Самосвал | страница 5



Но, честно говоря, я ничего не чувствую. Вовсе не потому, что во мне мина замедленного действия, которая взорвется позже, и уже на кладбище я растрогаюсь и, как пушкинская метель, провожу свою возлюбленную, завыв, закружив и зарыдав. Ничего подобного. Предупреждаю сразу — на кладбище ничего не изменится. Да, я любил ее, но, во-первых, своеобразно, что признавала сама Оксана, во-вторых, это всего лишь тело. Та, по ком я мог бы поплакать, уже ушла из наших мест. Ушла в иные, лучшие края, думаю я как католик. И думаю, что Оксана была права: я вспомнил о своем католичестве вообще и о рае в частности именно сейчас, чтобы смягчить горечь утраты. Подушка безопасности — вот что такое моя вера. В любом случае, говорю я, помаргивая, чтобы слезинка все же упала, ведь руки у меня заняты свертком с сыном, она уже в других, лучших краях.
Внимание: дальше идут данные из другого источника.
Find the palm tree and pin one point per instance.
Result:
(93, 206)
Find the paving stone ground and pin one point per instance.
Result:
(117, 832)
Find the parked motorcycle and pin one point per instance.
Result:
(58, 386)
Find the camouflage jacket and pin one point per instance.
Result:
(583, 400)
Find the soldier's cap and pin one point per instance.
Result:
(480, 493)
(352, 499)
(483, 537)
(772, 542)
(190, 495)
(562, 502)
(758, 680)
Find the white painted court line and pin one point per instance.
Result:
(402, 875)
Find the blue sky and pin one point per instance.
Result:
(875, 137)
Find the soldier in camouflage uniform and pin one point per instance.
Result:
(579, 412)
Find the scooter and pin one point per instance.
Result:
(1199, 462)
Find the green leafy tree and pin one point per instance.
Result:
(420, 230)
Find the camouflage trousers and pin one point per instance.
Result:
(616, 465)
— Душа Длинных Волос и Зеленых Глаз сейчас на зеленых лугах и желтых от пшеницы полях, — торжественно говорю я и неожиданно для себя прыскаю, после чего меня несет окончательно. — Не надо плакать, скво. Твоя дочь сейчас с Маниту. Он, наверное, красавец-мужик, этот Маниту. Светловолосый, голубоглазый и крепкий. А я, как видите, даже не ревную.
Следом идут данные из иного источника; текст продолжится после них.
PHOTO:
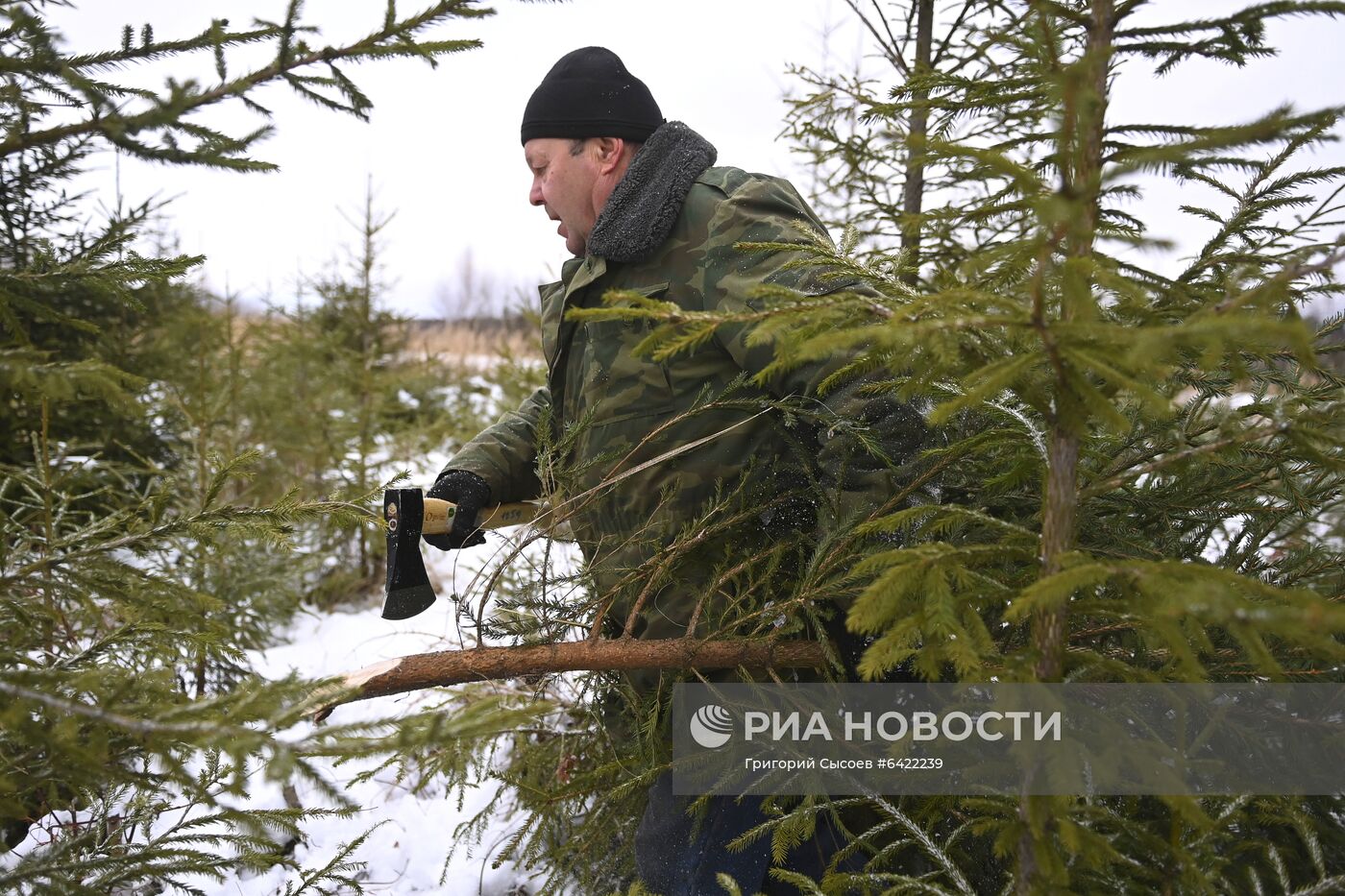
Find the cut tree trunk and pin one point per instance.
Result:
(616, 654)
С перекошенным лицом она тянет руки к свертку, но что-то вдруг во мне срабатывает — видимо, необходимость все же начать выполнять хоть кой какие-то обещания перед женой, — и я отворачиваюсь. И в это время мальчик, которого моя жена-антисемитка, сама того не ведая, возжелала назвать красивым иудейским именем Матвей, что означает в переводе на наш язык Человек Бога, совершенно отчетливо говорит, именно говорит, а не кричит, причем сначала оглядевшись вокруг печальным, чуть укоризненным взглядом, а потом уставившись мне в лицо, спокойный и уверенный в себе, подводит итог, как настоящий человек Бога:

— Эге-ге…

Да, малыш, хочется сказать мне, ты совершенно прав. Ни с отцом, ни с миром, в который ты попал на этот раз, тебе не очень-то повезло, если честно. Наверное, тебе повезло только с матерью, да и с ней не повезло, раз она умерла через час после такого рождения. Эге-ге. Интересно, он совсем разочаровался? Не знаю.

Младенец, сказавший это, глядит на меня еще несколько секунд, после чего засыпает. Спит все те три часа, что я ношусь, улаживая дела с врачами, скорой, медсестрами, санитарками и прочей нежитью, облюбовавшей молдавские больницы с тех пор как здесь ввели обязательное медицинское страхование. Младенец спит у меня на руках, потому что я вдруг твердо решил не отдавать его никому даже на время. Спит, пока я жду на улице гробовозку, спит, пока мне подписывают документы о смерти, спит, когда мы приезжаем домой, и санитары-раздолбаи заносят тело Оксаны в комнату, где кладут его прямо в гроб, который уже привезли сюда часом раньше. Спит, пока я сижу на стульях, столпившихся с углу комнаты, а на кухне тихо переговаривается родня: моя и ее.